Key Laboratory for Applied Statistics of the MOE, School of Economics and Management, Northeast Normal University, Changchun 130000, China.
Entropy (Basel). 2020 Mar 14;22(3):335. doi: 10.3390/e22030335.
In this study, we propose a novel model-free feature screening method for ultrahigh dimensional binary features of binary classification, called weighted mean squared deviation (WMSD).

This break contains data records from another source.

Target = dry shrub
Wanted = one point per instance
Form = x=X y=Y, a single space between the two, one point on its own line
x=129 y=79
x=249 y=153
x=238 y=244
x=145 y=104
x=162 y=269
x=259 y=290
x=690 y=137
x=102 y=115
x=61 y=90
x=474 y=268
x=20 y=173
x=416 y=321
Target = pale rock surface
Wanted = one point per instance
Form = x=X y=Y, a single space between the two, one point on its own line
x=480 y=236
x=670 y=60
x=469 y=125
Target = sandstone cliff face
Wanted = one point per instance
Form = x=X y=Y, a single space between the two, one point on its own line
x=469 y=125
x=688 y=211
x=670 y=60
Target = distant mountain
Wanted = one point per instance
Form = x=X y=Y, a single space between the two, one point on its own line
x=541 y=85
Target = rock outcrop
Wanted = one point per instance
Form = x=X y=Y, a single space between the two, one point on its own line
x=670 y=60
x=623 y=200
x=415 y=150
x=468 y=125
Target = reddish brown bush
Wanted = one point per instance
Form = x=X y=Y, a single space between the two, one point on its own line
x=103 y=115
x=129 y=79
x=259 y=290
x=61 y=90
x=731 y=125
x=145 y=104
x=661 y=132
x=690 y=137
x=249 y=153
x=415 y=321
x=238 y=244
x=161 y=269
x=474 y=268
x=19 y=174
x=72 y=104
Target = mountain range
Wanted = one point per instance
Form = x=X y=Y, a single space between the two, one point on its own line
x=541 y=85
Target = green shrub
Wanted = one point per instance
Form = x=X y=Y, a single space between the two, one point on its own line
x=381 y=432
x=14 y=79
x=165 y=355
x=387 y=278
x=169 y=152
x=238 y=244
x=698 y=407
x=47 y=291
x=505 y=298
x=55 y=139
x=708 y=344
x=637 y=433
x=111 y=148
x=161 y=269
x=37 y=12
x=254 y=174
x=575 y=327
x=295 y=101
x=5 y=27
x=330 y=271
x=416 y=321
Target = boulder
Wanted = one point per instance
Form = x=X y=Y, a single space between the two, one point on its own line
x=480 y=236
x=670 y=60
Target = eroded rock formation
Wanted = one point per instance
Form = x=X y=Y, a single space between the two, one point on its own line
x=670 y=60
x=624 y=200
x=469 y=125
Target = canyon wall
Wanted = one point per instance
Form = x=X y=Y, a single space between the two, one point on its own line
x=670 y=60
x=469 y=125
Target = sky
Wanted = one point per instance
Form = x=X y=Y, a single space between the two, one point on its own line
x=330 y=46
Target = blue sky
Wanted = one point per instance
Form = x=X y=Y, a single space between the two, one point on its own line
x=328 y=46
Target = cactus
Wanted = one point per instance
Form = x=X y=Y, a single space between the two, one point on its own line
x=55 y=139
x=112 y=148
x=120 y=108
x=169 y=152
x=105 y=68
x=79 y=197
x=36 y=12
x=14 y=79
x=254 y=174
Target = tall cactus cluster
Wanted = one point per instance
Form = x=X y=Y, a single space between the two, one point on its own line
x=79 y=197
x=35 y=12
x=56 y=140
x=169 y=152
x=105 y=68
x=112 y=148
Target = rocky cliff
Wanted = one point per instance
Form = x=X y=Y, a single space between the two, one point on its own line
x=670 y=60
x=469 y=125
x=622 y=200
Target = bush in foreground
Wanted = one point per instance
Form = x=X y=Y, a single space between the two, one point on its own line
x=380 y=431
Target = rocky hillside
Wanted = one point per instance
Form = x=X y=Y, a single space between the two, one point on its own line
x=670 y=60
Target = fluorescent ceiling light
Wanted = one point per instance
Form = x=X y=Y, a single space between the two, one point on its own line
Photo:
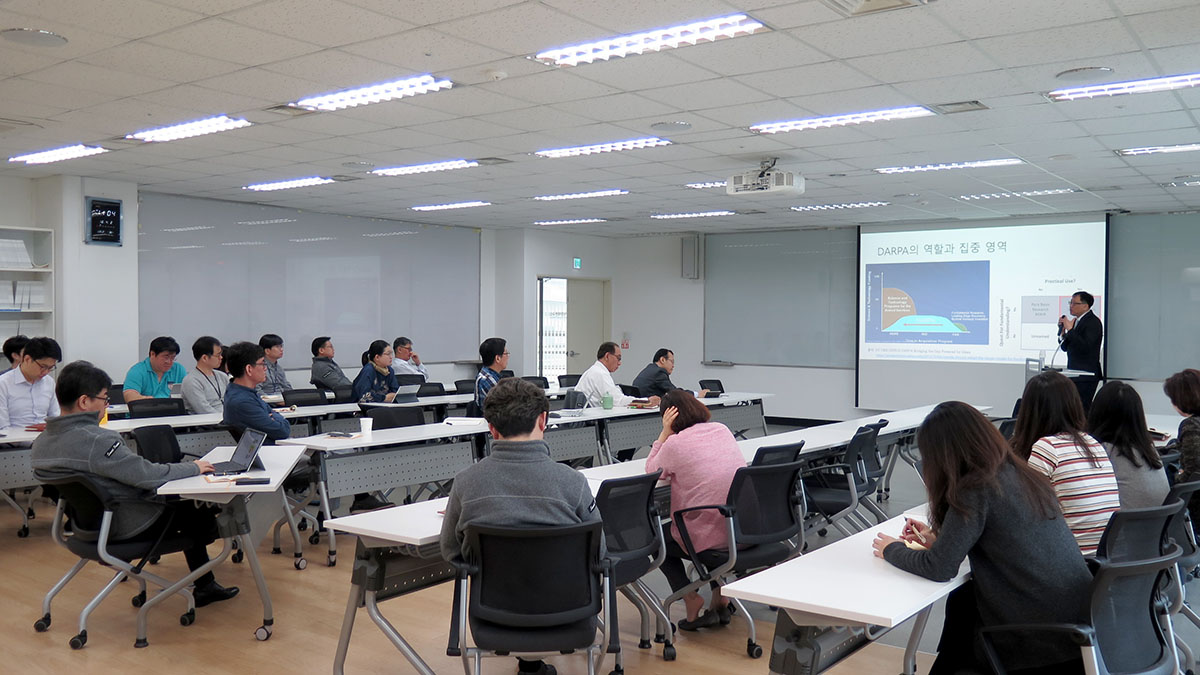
x=838 y=207
x=576 y=221
x=1158 y=149
x=1132 y=87
x=288 y=184
x=455 y=205
x=708 y=30
x=187 y=130
x=58 y=154
x=1026 y=193
x=982 y=163
x=426 y=168
x=699 y=214
x=633 y=144
x=581 y=195
x=373 y=94
x=843 y=120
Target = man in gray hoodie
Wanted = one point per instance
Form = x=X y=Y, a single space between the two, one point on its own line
x=517 y=484
x=75 y=442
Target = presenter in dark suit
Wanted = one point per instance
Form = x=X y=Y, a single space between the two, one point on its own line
x=1080 y=336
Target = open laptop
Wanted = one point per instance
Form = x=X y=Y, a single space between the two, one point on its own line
x=245 y=455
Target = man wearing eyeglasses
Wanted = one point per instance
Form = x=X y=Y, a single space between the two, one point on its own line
x=27 y=392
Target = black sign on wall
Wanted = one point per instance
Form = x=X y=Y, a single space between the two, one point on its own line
x=103 y=221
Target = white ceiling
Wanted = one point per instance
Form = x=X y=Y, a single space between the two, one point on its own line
x=137 y=64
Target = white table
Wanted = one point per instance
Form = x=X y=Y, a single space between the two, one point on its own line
x=239 y=514
x=844 y=584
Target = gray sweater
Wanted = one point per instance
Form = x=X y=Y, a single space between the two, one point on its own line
x=77 y=443
x=1026 y=568
x=516 y=485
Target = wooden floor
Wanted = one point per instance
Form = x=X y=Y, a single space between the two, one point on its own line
x=309 y=607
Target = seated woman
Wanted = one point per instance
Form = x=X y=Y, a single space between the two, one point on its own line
x=1119 y=422
x=991 y=507
x=1183 y=390
x=699 y=458
x=376 y=383
x=1050 y=436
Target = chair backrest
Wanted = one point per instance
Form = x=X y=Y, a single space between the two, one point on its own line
x=537 y=380
x=304 y=398
x=156 y=407
x=631 y=526
x=159 y=443
x=432 y=389
x=393 y=418
x=786 y=453
x=535 y=577
x=765 y=501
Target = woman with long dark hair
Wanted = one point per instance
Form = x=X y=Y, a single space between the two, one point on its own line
x=1050 y=436
x=1119 y=422
x=991 y=507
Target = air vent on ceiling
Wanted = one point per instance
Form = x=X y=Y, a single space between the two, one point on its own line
x=859 y=7
x=957 y=107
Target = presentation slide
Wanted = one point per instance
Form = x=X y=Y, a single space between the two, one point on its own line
x=975 y=294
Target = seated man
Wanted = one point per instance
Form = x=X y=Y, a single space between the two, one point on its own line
x=204 y=387
x=153 y=377
x=405 y=360
x=517 y=484
x=244 y=408
x=325 y=372
x=276 y=381
x=597 y=381
x=27 y=392
x=75 y=442
x=655 y=378
x=495 y=356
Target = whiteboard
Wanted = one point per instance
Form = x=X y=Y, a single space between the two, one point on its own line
x=238 y=270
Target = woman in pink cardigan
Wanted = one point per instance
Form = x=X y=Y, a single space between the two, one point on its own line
x=699 y=458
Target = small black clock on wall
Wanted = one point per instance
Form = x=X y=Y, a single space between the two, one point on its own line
x=103 y=221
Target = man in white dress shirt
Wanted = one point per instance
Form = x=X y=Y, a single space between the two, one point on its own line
x=597 y=381
x=27 y=392
x=406 y=360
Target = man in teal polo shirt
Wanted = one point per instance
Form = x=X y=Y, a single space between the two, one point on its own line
x=153 y=377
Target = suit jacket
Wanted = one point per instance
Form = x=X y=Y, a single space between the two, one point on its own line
x=1083 y=345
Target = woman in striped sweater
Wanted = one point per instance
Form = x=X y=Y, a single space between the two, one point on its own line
x=1050 y=435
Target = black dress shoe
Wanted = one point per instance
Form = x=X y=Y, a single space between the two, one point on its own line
x=213 y=592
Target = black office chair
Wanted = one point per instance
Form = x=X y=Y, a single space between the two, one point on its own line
x=305 y=398
x=634 y=538
x=537 y=380
x=533 y=590
x=156 y=407
x=761 y=518
x=1127 y=629
x=90 y=507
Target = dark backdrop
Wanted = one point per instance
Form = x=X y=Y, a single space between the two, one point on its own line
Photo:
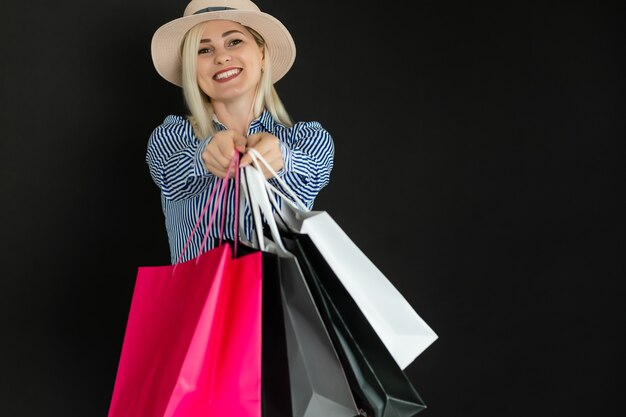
x=476 y=164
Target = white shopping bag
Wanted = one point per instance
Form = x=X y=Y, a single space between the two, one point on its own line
x=401 y=329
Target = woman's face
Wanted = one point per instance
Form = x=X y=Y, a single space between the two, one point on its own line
x=229 y=62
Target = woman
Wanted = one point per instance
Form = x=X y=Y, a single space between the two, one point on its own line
x=227 y=55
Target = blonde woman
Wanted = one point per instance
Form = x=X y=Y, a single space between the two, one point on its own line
x=226 y=55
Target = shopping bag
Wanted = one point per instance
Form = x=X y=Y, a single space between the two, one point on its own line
x=404 y=333
x=302 y=373
x=380 y=386
x=192 y=345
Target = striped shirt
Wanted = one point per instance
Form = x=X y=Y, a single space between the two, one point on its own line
x=174 y=157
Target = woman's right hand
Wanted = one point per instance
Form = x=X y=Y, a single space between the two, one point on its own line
x=220 y=151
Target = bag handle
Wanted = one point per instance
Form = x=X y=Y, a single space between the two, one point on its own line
x=221 y=186
x=293 y=200
x=259 y=200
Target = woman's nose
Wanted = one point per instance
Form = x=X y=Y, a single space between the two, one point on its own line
x=222 y=57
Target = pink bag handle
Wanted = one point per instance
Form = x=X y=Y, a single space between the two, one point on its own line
x=221 y=186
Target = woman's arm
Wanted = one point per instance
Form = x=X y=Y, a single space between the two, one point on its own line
x=174 y=158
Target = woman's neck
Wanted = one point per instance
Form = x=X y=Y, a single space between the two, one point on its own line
x=235 y=116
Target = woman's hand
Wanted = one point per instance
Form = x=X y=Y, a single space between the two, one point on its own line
x=220 y=151
x=267 y=145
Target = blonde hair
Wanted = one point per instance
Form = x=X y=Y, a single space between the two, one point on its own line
x=199 y=104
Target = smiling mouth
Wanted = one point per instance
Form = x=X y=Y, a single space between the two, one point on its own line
x=226 y=75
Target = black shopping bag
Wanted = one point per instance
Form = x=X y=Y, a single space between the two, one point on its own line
x=379 y=385
x=302 y=375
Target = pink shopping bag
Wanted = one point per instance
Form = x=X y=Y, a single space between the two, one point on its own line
x=192 y=345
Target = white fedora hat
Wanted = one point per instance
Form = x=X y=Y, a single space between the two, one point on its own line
x=168 y=39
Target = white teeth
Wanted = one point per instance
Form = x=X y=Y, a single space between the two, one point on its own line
x=226 y=74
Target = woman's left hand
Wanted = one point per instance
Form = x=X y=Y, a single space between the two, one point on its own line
x=267 y=145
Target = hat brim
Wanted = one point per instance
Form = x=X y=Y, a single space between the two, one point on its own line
x=167 y=41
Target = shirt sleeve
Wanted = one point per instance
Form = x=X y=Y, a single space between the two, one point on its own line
x=308 y=156
x=174 y=157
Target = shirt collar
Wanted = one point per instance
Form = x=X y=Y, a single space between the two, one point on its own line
x=264 y=123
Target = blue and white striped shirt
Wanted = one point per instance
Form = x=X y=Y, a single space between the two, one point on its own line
x=175 y=164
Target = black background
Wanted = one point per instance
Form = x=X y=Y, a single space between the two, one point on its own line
x=477 y=160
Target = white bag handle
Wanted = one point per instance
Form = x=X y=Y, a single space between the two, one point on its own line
x=260 y=201
x=294 y=201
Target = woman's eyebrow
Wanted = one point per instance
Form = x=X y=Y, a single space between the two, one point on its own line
x=230 y=32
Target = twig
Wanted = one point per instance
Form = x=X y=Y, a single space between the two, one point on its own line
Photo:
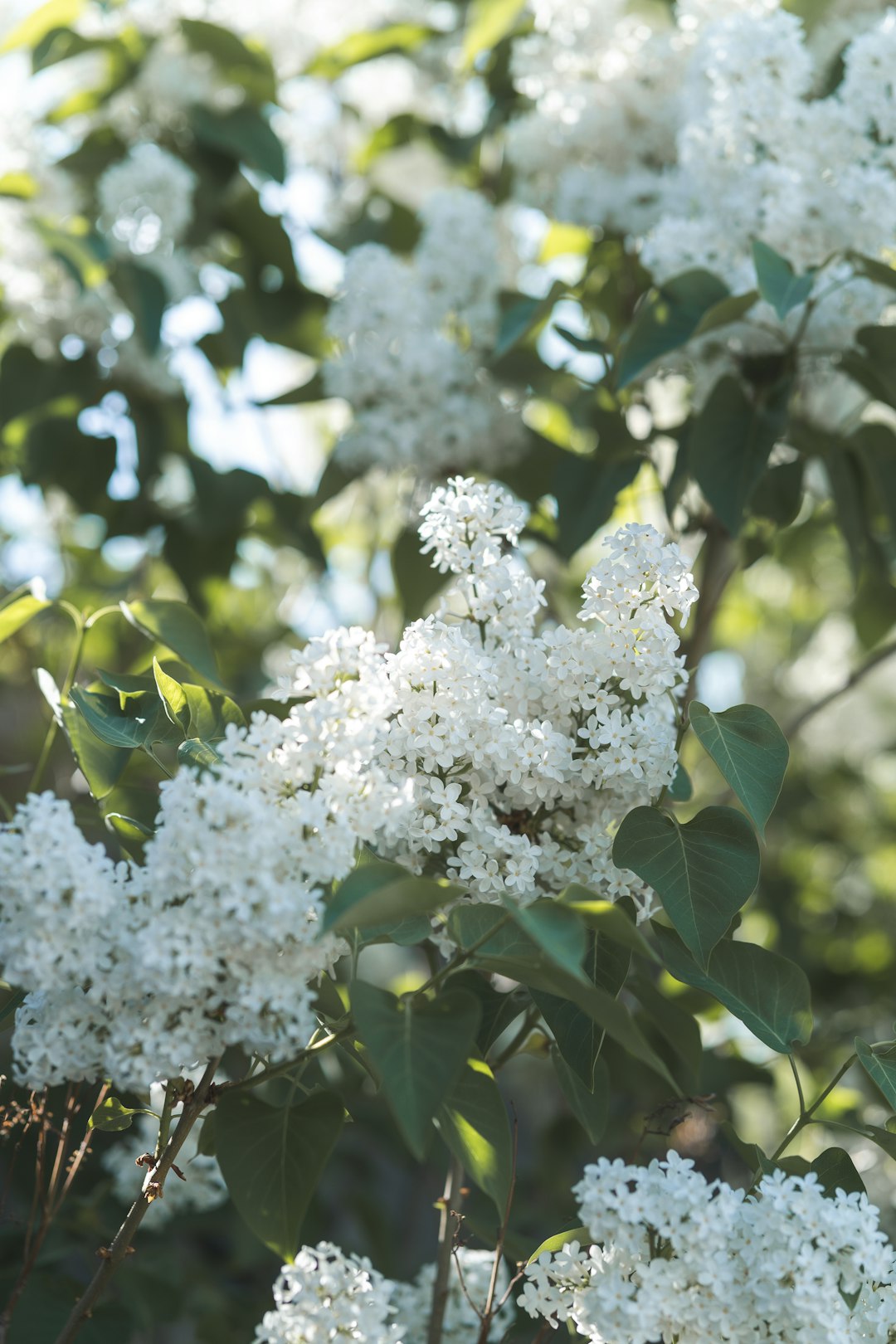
x=811 y=710
x=114 y=1254
x=444 y=1259
x=488 y=1312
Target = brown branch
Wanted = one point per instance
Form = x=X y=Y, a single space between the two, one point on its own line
x=114 y=1254
x=853 y=679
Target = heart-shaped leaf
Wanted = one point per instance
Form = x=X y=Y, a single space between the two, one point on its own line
x=703 y=871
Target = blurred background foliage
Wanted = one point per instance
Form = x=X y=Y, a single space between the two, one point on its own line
x=164 y=435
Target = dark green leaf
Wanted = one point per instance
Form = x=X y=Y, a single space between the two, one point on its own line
x=835 y=1170
x=768 y=993
x=178 y=628
x=418 y=1047
x=590 y=1107
x=879 y=1064
x=245 y=134
x=475 y=1125
x=144 y=292
x=19 y=611
x=730 y=442
x=666 y=319
x=382 y=893
x=750 y=750
x=778 y=284
x=703 y=871
x=271 y=1159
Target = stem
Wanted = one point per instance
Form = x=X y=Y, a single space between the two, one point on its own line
x=444 y=1257
x=806 y=1114
x=114 y=1254
x=164 y=1122
x=80 y=631
x=868 y=665
x=499 y=1248
x=277 y=1070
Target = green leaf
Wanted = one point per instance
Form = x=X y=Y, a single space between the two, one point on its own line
x=382 y=893
x=727 y=311
x=178 y=628
x=140 y=724
x=114 y=1116
x=271 y=1159
x=367 y=46
x=879 y=1064
x=507 y=951
x=54 y=14
x=523 y=318
x=418 y=1047
x=835 y=1170
x=607 y=918
x=488 y=23
x=590 y=1107
x=475 y=1125
x=777 y=280
x=750 y=750
x=19 y=611
x=144 y=292
x=557 y=930
x=555 y=1244
x=768 y=993
x=674 y=1025
x=101 y=765
x=665 y=320
x=703 y=871
x=730 y=442
x=173 y=699
x=197 y=754
x=242 y=134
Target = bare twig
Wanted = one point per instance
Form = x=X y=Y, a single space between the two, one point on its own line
x=811 y=710
x=114 y=1254
x=450 y=1196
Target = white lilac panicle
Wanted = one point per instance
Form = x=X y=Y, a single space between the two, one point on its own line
x=327 y=1296
x=139 y=972
x=522 y=745
x=676 y=1257
x=411 y=340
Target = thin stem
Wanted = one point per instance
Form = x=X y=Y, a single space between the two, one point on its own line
x=800 y=1086
x=806 y=1114
x=444 y=1257
x=63 y=694
x=114 y=1254
x=164 y=1121
x=488 y=1312
x=278 y=1070
x=868 y=665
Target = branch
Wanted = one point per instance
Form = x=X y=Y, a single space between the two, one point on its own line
x=152 y=1190
x=811 y=710
x=444 y=1259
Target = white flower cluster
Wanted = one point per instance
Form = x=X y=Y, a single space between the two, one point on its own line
x=137 y=972
x=327 y=1296
x=676 y=1259
x=523 y=747
x=202 y=1186
x=147 y=199
x=696 y=134
x=412 y=338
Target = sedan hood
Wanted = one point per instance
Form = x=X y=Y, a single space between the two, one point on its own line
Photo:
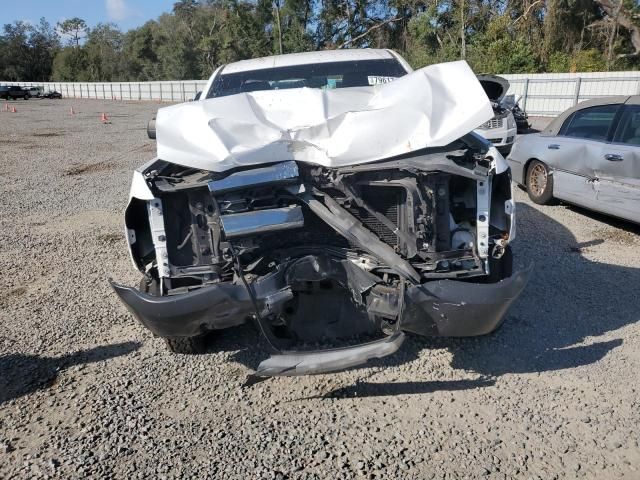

Compared to Chi-square statistic and mutual information, WMSD provides more opportunities to the binary features with probabilities near 0.5. In addition, the asymptotic properties of the proposed method are theoretically investigated under the assumption log p = o ( n ) . The number of features is practically selected by a Pearson correlation coefficient method according to the property of power-law distribution. Lastly, an empirical study of Chinese text classification illustrates that the proposed method performs well when the dimension of selected features is relatively small.
在本研究中,我们针对二分类的超高维二元特征提出了一种新颖的无模型特征筛选方法,称为加权均方偏差(WMSD)。与卡方统计量和互信息相比,WMSD为概率接近0.5的二元特征提供了更多机会。此外,在log p = o ( n ) 的假设下,从理论上研究了所提方法的渐近性质。根据幂律分布的性质,实际通过皮尔逊相关系数法选择特征数量。最后,中文文本分类的实证研究表明,当所选特征维度相对较小时,所提方法表现良好。